What we have so far? Here is the set of equations:

\[ \vec{\nabla} \cdot \vec{E} = \frac{\rho}{\epsilon_0} \tag{1}\] \[ \vec{\nabla} \cdot \vec{B} = 0 \tag{2} \] \[ \vec{\nabla} \times \vec{E} = - \frac{\partial \vec{B}}{\partial t} \tag{3}\] \[ \vec{\nabla} \times \vec{B} = \mu_0 \vec{j} \tag{4}\]

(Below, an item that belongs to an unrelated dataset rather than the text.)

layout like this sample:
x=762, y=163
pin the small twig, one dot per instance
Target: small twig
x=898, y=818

But there is a flaw in these equations - if we follow them to the letter, there is a contradiction for non-steady currents.

Sign of trouble 1

According to (4) (Ampere's law), integral of magnetic field \( \vec{B} \) around closed contour \(L\) equals total current passing through surface \(S\), where \(L\) is the boundary of \(S\). \(S\) can be any surface as long as its boundary is \(L\). \[ \oint_L{ \vec{B} \cdot \vec{dl} } = I \tag{5}\] Lets apply this law to following setup:

Current flows through parallel-plates capacitor.

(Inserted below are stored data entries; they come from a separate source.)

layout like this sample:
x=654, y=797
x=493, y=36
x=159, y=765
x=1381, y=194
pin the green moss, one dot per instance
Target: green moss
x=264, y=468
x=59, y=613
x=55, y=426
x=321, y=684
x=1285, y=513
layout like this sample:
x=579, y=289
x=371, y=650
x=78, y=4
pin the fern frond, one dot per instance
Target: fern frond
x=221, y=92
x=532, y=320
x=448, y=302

There is parallel-plate capacitor and external source provides current \( i\). We know that DC current does not flow through the capacitor but AC does. Two questions come to mind:

What is magnetic field here?
There is vacuum between plates, how charges are getting through?

Answering first question: Following same procedure as we used when deriving Ampere's law. We consider two cases:

Surface S cuts through the wire.
Surface goes between plates of the capacitor, wire does not intersect the surface

If we follow (5) in both cases then:

Surface \(S_1\): \[ \oint_L{ \vec{B} \cdot \vec{dl} } = I \].
Surface \(S_2\): There are no charges moving through S_2 so \[ \oint_L{ \vec{B} \cdot \vec{dl} } = 0 \]

So flux of magnetic field is zero and is not zero at the same time! That can not be right!

Another sign of trouble

We can detect that something is wrong with our equations in a different way too.
Now calculate divergence for both sides of equation (4): \[ \nabla \cdot (\vec{\nabla} \times \vec{B}) = \mu_0 (\nabla \cdot \vec{j}) \] It is known that divergence of curl of any vector is 0 ( Proof). \[ \nabla \cdot (\vec{\nabla} \times \vec{B}) = 0\] So it should hold: \[ \nabla \cdot \vec{j} =0 \tag{6} \] Does it hold in all possible situations?
We considered continuity equation: \[ \frac{ \partial \rho(x,y,x,t)}{ \partial t } + \nabla \cdot \vec{j} = 0 \] and we can see that (6) holds only if \( \frac{ \partial \rho(x,y,x,t)}{ \partial t } = 0\).
It means that charge density does not change with time, there are no charges "piling up" anywhere and current is steady.

Equations above are valid only for steady (DC) currents.